Before decoupling occurs most of the photons in the universe are interacting with electrons and protons in the photon–baryon fluid. The universe is opaque or "foggy" as a result. There is light but not light we could observe through telescopes. The baryonic matter in the universe consisted of ionized plasma, and it only became neutral when it gained free electrons during "recombination," thereby releasing the photons creating the CMB. When the photons were released (or decoupled) the universe became transparent. Source
reply to post by Astyanax
The thesis of Aviezer's book, In the Beginning… Biblical Creation and Science, is that contrary to common misconceptions, cutting edge scientific developments have actually brought physics into closer harmony with Genesis than ever before. Aviezer analyzes the biblical days of creation one at a time, matching up the events described with elements of the scientific theory of the universe's origins. But first he makes one proviso upon which the rest of his hypothesis depends: the "days" referred to in Genesis should not be understood as 24 hour periods but as important stages in the development of the world. This interpretation is drawn from many traditional Bible commentaries, based on the fact that before the creation of the sun on the fourth day, the terms day and night could not possibly have carried their commonplace meanings. Filling the Gaps Aviezer's premise is that the Big Bang theory confirms the first verse of the Bible, but that in contrast to modern physics, which by its own admission is unable to discern what happened before the Big Bang, Genesis clearly describes the cause: "In the beginning, God created the heavens and the earth." God's command "let there be light" refers to the appearance of the primeval fireball, containing all the matter and energy of the present-day universe, and the chaos--tohu va-vohu--described in the Bible matches the random and chaotic condition of the universe in its initial state. Finally, "God separated the light from the darkness" refers to the formation of atoms, the consequent freeing of photons and the flooding of the universe with electromagnetic radiation
The case carefully advanced by Aviezer hit the headlines with the publication of Gerald Schroeder's bestselling Genesis and the Big Bang, a more radical book in terms of both style and content.

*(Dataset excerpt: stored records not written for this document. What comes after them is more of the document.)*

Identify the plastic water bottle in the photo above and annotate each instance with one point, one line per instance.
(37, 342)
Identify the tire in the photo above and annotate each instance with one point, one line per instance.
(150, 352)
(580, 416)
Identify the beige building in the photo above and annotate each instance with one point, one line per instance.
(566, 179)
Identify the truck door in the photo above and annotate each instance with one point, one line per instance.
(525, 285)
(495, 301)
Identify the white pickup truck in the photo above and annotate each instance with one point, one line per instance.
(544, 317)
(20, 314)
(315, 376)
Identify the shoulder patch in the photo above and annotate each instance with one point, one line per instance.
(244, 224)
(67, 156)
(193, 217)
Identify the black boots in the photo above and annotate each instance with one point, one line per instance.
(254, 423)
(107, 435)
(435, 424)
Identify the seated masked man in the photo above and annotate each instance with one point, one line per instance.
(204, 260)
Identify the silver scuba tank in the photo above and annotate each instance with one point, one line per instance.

Since Schroeder advances essentially the same ideas as Aviezer, I'll focus on two key differences between the writers' arguments. First: Aviezer was content to interpret the "days" of creation figuratively. Not so Schroeder. For him, Genesis is a literal account of the scientifically established process of creation. He resolves the contradiction between six days and 15 billion years by invoking Einstein's theory of relativity, which asserts that rather than being an absolute value, the flow of time is influenced by motion and gravitational force. Time being relative, six days in one frame of reference could well be equivalent to 15 billion years in another. Since there was no possibility of objectively measuring the time involved in the creation process, Schroeder draws the audacious conclusion that six days represented the elapsed time from none other than God's perspective. This claim raises difficult religious questions. Since relativistic time dilation is a function of motion and gravity, are we to understand that these forces operate on God, in other words that God is part of the physical universe? It seems that in an attempt to extricate himself from an annoying textual problem (the discrepancy between the age of the universe according to Genesis and the Big Bang theory), Schroeder has opened the door on a much more significant theological one. Second: Schroeder claims that people who think that Genesis clashes with modern physics have not read the Bible carefully enough
(Long quote from external source)
this will you get you started on understanding.
A thousand ages in Thy sight are like an evening gone.
For a thousand years in Thy sight are but as yesterday, when it is past, and as a watch in the night – Psalms 90:4
You have to open your mind and not take the bible literally like I keep saying.